Trend 1: Digital Fabrication
“As part of the world leader in the digital fabrication ecosystem in Chattanooga, TN, I coach teachers and support students in leveraging digital tools and technology such as 3D printers, laser cutters, and micro:bits to design and prototype projects and solutions,” says Jessica Holloway, Innovation Coach at Hamilton County Department of Education in Chattanooga, Tenn. “Learning with digital fabrication brings content to life as students become problem solvers, creative thinkers, and empowered creators.”
Trend 2: Coding with Early Learners
“While there has been a lot of talk about computer science and coding with secondary students, I am shifting the focus to our early learners in elementary school,” says Holloway. “Teaching computational thinking, computer science, and coding to students in grades K-5 promotes critical thinking and problem-solving in all content areas. Starting early empowers students to think, create, and code as a way to make sense of their world and demonstrate their understanding of content and skills. My goal is for ALL early learners to develop a positive computer science identity and opt into computer science clubs and classes as they move forward in their educational journey.”
Trend 3: eSports is a trend to watch,” says Holloway.

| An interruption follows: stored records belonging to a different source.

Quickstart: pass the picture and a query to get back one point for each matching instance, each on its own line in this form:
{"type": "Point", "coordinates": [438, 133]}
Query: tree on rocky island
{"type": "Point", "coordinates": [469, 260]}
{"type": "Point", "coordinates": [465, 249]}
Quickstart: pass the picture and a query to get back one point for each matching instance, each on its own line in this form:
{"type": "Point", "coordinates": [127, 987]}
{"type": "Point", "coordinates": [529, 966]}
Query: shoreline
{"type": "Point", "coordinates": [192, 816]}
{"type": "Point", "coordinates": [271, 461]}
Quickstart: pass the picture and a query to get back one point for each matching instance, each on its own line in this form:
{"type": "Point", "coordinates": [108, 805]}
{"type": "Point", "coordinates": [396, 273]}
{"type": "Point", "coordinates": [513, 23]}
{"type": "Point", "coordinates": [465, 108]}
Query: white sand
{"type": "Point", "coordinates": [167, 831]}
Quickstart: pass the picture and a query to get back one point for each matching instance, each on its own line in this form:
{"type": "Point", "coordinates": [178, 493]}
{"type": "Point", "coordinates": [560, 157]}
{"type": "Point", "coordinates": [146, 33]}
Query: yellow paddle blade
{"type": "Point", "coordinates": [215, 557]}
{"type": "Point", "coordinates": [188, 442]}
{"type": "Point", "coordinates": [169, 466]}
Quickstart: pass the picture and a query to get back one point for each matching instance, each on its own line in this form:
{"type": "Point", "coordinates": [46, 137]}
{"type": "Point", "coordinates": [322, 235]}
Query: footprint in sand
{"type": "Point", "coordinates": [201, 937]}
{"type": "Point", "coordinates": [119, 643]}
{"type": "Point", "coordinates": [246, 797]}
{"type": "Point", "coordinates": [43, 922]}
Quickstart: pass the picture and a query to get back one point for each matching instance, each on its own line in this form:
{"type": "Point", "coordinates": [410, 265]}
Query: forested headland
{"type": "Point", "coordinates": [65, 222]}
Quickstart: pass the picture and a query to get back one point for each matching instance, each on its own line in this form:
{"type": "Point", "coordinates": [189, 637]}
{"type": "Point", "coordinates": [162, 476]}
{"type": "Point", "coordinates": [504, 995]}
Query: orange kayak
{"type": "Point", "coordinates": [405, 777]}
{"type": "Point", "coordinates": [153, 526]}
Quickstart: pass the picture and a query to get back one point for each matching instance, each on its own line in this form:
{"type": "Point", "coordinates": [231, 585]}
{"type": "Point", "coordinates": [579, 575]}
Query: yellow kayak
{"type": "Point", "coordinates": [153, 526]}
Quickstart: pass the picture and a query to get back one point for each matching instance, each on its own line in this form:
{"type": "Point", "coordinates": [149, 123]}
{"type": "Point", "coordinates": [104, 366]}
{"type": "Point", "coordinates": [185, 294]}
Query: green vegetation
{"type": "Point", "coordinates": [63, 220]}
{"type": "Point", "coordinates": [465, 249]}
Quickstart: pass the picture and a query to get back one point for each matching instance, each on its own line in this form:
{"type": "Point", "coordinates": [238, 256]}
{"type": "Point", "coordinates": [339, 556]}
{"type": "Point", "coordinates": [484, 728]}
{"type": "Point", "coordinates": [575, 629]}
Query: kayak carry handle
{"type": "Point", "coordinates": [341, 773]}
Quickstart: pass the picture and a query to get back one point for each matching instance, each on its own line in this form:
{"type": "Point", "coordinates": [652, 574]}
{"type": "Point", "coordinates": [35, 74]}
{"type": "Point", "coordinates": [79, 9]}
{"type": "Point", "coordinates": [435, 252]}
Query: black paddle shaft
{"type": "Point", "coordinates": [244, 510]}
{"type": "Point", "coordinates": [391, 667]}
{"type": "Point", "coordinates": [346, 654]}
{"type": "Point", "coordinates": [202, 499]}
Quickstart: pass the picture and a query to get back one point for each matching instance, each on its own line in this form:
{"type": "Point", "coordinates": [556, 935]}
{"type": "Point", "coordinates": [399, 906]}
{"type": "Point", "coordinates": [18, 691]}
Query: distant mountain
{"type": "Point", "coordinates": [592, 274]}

“eSports is competitive, organized video gameplay. The popularity of eSports is rising as online video gaming becomes the norm and streaming services allow youth to view gamers in action. eSports provides a structured competition for youth to participate in and develop skills like problem-solving, communication, and strategic thinking. Over the next five years, I see eSports becoming more commonplace in schools across the United States.”
Any advice for other leaders in edtech?
Start with the need or the goal and then consider the best tech tool. Otherwise, you end up trying to force a fit rather than fulfilling the desired outcome. I’ve made this mistake and learned the hard way. Too often we learn about a tool and are eager to use it so we force it to fit, which frequently leads to frustration and misses the mark of its intended purpose. Be clear on what you want students to know and be able to do before selecting what tech will get them there.
Anything else you care to add or emphasize concerning education, technology, or the future of learning?
Thank you for the opportunity to share my thoughts and for elevating my work in edtech.